Office Hours: An Interview with the Curators of Wild West

Peter Hurd, A Ranch on the Plains, 1954. Tempera on hardboard, 29 3/4 x 47 1/8 in. (75.6 x 119.7 cm). FAMSF, gift of the California Brewing Company, 54.37

Wild West: Plains to the Pacific, now open at the Legion of Honor, includes more than 170 works—from John Raphael Smith’s mezzotint, The Widow of an Indian Chief Watching Over the Arms of her Deceased Husband made in 1789, to photographs of the central valley taken by Matt Black in 2014—to trace an ever-changing sense of America’s frontier. We talked to the exhibition curators, Jim Ganz and Colleen Terry, about what visitors can expect.

This exhibition is made up entirely from works in our own collection. Does that present any special opportunities?

Jim Ganz: This is a chance to see some old favorites from the de Young in completely new contexts at the Legion of Honor, paired with works that they wouldn’t ordinarily be paired with. For example, Albert Bierstadt’s California Spring reflects the long tradition of European landscape painting, and it’s an idealized, bucolic view of the Sacramento Valley. Robert Bechtle’s Four Palm Trees, on view in the same gallery, was painted at Dixon, CA, only about 20 miles from the location depicted in the Bierstadt. 

Bechtle is a photorealist and Four Palm Trees is about the sprawl that happens in California, and the fact that so much of this region is really a desert. There’s nothing natural about the scene, and yet that’s what it really looks like. These are two paintings that never hang near each other—they’ve certainly never been in the same gallery.

Robert Bechtle, Four Palm Trees, 1969. Oil on canvas 45 x 52 in. Museum purchase, American Art Trust Fund.

Albert Bierstadt,California Spring, 1875. Oil on canvas, 54 1/4 x 84 1/4 in. Presented to the City and County of San Francisco by Gordon Blanding.

Are there other examples of tension between idealized and more conflicted views of the West?

Colleen Terry: In the third gallery of the exhibition we have a section devoted to agricultural practices, including a very large collection of fruit crate labels from the 1920’s and ‘30s, many of them featuring idyllic images of California. They’re a wonderful celebration of the bounty of the West.  But we also have a poster by a San Francisco-based artist named Ester Hernández, who grew up in the foothills of the Sierra Nevada and as a child harvested grapes that were destined for the raisin industry.

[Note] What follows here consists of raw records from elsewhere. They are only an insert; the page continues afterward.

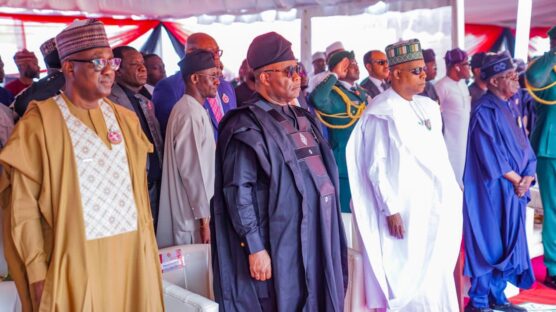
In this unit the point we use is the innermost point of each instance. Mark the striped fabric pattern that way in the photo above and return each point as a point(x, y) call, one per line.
point(81, 35)
point(404, 51)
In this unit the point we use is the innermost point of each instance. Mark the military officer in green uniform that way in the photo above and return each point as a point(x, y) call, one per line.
point(541, 83)
point(338, 105)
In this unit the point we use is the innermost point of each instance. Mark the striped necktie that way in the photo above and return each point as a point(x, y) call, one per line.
point(216, 109)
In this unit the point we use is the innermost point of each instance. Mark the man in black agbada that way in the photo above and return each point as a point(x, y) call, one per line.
point(278, 241)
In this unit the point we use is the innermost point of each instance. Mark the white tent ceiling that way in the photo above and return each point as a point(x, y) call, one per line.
point(503, 12)
point(494, 12)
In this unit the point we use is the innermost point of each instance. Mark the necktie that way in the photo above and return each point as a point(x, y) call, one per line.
point(216, 110)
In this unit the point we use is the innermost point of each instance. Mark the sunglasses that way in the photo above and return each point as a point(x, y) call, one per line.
point(99, 64)
point(212, 77)
point(218, 52)
point(380, 62)
point(288, 71)
point(415, 71)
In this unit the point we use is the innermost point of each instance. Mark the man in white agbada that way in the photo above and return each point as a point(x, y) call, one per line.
point(455, 105)
point(188, 169)
point(406, 201)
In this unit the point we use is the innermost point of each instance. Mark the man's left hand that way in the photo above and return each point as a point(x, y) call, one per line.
point(524, 185)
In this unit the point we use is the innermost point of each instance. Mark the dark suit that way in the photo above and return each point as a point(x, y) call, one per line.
point(141, 104)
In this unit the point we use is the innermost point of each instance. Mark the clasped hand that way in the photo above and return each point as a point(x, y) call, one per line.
point(521, 187)
point(260, 266)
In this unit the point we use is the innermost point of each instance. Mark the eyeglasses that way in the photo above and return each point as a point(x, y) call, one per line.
point(510, 76)
point(288, 71)
point(380, 62)
point(99, 64)
point(212, 77)
point(218, 52)
point(415, 71)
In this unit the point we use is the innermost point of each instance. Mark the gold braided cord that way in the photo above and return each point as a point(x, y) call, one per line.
point(347, 115)
point(530, 87)
point(532, 90)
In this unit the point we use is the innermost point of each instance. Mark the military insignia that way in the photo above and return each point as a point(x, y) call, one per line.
point(303, 138)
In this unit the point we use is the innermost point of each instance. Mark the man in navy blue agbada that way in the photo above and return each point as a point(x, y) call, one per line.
point(499, 171)
point(168, 91)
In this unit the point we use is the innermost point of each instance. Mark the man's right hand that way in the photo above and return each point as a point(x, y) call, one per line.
point(395, 225)
point(260, 266)
point(38, 287)
point(341, 68)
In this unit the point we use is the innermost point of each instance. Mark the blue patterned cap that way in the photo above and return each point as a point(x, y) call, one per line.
point(403, 52)
point(495, 64)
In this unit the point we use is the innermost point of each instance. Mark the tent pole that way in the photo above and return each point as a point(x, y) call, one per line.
point(306, 38)
point(458, 24)
point(523, 28)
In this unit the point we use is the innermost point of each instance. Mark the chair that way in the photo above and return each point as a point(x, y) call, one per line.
point(9, 300)
point(187, 278)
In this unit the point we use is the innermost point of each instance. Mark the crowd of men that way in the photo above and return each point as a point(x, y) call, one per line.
point(110, 160)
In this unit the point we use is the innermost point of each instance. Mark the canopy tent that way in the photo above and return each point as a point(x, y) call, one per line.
point(492, 12)
point(131, 19)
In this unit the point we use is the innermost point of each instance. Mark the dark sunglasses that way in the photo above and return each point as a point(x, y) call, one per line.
point(288, 71)
point(415, 71)
point(212, 77)
point(100, 63)
point(380, 62)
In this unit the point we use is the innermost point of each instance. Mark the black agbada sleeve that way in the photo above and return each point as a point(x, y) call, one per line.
point(240, 170)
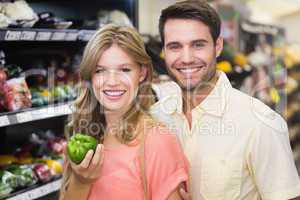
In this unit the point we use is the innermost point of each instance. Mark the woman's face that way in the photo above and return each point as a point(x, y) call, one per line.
point(116, 79)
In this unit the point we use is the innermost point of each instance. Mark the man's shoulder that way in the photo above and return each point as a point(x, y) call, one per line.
point(257, 112)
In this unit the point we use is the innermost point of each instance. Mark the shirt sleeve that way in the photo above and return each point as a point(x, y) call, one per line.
point(165, 164)
point(272, 162)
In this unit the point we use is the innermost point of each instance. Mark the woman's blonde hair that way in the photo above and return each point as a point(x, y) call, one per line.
point(88, 117)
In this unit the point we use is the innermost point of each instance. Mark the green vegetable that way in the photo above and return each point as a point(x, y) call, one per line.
point(5, 189)
point(79, 145)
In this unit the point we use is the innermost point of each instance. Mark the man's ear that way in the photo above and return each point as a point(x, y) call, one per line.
point(219, 46)
point(143, 74)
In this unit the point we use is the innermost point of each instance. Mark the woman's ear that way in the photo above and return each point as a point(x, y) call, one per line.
point(143, 73)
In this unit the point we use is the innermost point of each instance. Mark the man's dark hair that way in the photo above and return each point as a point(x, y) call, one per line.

Many years ago, Ester was astounded to see her mother boiling water on a hot day, and it turned out that the water supply around her home had been compromised by high levels of pesticides. So she was inspired to speak out against modern agricultural practices, and specifically about the production of raisins, a food product we believe to be natural and healthy.

Ester Hernandez, Sun Mad, 1982. Color screenprint on paper, 22 x 17 in. Museum purchase, Judge George Henry Cabanis

This is a companion exhibition to Ed Ruscha and the Great American West at the de Young. Are there any explicit connections?

CT: We have five works by Ed Ruscha in this show, including four photographs in a section called “Paving Paradise.” This section is about the development of infrastructure, particularly bridges, roads, and parking lots.  Ruscha photographed vacant lots that were advertised for sale, but they’re no longer recognizable in the way he saw them back in the 1970’s. He’s spoken about this directly in an interview: “Early on, I took notice of vacant lots in the city. Now they all seem to be gone. The good old buildings of L.A. are held hostage by commerce.” Like quite a few of the works in Ed Ruscha and the Great American West, these photographs are partially about commoditization and other dramatic changes that we’ve wrought on this land. 

See Wild West: Plains to the Pacific at the Legion of Honor through September 11, 2016.